Ele também está a observar esses intérpretes – eu inclusive –,
e, veja, vai ler com o rosto sobrenatural de um idiota. Vai para o
lado outra vez e escuta o que ele diz. Escuta!”
“Eu
olho, tu olhas, ele olha, nós olhamos, vós olhais, eles olham.”
“Pela
minha alma, ele anda estudando a gramática de Murray! Aperfeiçoando
o espírito, coitado! Mas o que diz agora – psiu!”
“Eu
olho, tu olhas, ele olha, nós olhamos, vós olhais, eles olham.”
“Ora,
está decorando – psiu! Outra vez!”
“Eu
olho, tu olhas, ele olha, nós olhamos, vós olhais, eles olham.”
“Isso
é engraçado.”
“E
eu, tu, e ele; e nós, vós, e eles, somos todos morcegos; e eu sou
um corvo, especialmente quando fico de pé no alto desse pinheiro
aqui. Crau! Crau! Crau! Crau! Crau! Crau! Não sou um corvo? Cadê o
espantalho? Está ali, dois ossos enfiados em uma calça velha, e
mais dois colocados nas mangas de um casaco velho.”
“Será
que está falando de mim? – lisonjeiro! – coitado! – eu poderia
me enforcar. De qualquer modo, por enquanto, vou deixar essa
proximidade com Pip. O resto ainda consigo aguentar, pois estão
lúcidos, mas esse aí está muito louco para a minha sanidade.

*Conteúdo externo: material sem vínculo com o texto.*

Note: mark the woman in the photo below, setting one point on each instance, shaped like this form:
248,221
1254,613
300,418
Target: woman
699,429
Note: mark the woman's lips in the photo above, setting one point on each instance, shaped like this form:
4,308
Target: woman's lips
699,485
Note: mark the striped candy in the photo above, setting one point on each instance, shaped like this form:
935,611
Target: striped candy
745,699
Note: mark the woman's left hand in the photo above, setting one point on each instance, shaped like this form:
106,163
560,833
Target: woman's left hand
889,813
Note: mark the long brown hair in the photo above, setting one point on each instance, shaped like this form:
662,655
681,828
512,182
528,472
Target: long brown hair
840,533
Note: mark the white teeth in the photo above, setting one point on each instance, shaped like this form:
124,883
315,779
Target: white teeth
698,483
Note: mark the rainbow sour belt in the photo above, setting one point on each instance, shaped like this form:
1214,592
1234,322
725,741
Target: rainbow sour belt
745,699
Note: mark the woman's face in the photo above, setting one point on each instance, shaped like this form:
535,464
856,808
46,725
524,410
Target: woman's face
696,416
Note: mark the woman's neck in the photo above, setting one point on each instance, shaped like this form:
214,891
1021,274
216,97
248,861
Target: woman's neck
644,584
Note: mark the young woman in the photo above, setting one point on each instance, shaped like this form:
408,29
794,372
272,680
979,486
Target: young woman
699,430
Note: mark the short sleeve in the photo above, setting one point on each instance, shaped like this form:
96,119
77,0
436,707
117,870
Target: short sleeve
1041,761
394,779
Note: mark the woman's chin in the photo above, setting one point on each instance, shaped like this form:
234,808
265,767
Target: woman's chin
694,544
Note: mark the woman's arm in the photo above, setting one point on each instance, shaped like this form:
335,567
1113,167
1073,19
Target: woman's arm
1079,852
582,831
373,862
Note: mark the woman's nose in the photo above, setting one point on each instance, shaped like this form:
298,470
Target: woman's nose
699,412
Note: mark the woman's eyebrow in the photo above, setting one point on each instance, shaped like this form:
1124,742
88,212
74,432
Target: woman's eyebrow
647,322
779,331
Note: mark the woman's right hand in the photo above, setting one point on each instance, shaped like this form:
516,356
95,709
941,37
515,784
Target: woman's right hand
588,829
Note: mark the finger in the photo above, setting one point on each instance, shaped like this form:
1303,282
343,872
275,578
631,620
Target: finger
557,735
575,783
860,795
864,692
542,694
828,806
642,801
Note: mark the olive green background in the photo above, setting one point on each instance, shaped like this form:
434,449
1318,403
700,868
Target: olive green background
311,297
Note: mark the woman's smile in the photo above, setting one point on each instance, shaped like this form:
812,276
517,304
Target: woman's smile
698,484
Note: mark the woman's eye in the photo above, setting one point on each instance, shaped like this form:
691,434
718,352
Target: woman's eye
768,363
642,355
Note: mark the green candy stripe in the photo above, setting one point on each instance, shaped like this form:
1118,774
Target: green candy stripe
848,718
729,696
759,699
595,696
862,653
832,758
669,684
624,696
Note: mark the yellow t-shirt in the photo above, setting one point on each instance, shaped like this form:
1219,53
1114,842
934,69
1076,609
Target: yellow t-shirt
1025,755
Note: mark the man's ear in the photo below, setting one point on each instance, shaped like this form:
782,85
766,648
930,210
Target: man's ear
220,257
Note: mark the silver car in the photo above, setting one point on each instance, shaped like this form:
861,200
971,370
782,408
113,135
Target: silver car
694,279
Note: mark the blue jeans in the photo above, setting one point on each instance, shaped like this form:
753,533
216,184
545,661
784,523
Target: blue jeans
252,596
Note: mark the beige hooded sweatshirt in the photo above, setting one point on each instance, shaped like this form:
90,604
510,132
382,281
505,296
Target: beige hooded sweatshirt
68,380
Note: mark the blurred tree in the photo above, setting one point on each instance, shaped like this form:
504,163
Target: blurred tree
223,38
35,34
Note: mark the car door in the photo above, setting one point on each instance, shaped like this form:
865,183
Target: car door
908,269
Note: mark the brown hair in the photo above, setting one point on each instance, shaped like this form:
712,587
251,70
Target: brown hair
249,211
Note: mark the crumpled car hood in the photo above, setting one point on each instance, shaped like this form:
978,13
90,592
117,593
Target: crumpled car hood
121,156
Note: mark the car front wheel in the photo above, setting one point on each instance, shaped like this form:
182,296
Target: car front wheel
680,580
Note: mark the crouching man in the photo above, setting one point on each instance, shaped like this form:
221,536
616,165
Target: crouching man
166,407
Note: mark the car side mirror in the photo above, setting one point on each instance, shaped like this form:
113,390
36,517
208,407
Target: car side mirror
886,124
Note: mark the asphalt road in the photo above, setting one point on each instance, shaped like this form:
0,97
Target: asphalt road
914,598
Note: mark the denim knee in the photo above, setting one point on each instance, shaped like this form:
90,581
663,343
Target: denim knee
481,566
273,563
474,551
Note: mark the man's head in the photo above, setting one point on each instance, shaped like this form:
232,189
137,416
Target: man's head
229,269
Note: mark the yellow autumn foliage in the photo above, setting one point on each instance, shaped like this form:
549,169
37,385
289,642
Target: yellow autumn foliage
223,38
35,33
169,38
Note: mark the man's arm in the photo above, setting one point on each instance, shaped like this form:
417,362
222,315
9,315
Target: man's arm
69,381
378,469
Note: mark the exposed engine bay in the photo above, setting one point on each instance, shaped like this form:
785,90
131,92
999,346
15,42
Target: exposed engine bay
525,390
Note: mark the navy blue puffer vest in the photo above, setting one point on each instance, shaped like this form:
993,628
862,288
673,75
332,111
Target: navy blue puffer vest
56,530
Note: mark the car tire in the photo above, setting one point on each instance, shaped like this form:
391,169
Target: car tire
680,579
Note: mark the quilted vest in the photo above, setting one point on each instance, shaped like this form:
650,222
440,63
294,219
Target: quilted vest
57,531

Assim, assim, deixo-o a murmurar.”
“Este
dobrão aqui é o umbigo do navio, e todos estão em chamas para
soltá-lo. Mas, se soltarem o umbigo, qual será a consequência? Mas
também, se ele ficar aqui a coisa também ficará feia, pois quando
há alguma coisa pregada no mastro é sinal que as coisas vão mal.
Ha, ha! Velho Ahab! A Baleia Branca vai pregar você! Isso é um
pinheiro. O meu pai, no condado de Tolland, certa vez cortou um
pinheiro e encontrou um anel de prata que cresceu junto com ele, uma
aliança de um velho negro. Como foi parar ali? Também vão
perguntar o mesmo na ressurreição, quando vierem buscar esse mastro
velho e encontrarem o dobrão preso, com ostras incrustadas na sua
casca áspera. Oh, o ouro! O ouro precioso, precioso! – o miserável
verde guardará você em breve! Deus vai entre os mundos colhendo
amoras. Cozinheiro! Ó, cozinheiro! Estamos fritos! Jenny! ei, ei,
ei, ei, ei, Jenny, Jenny! Faz logo o teu pão!”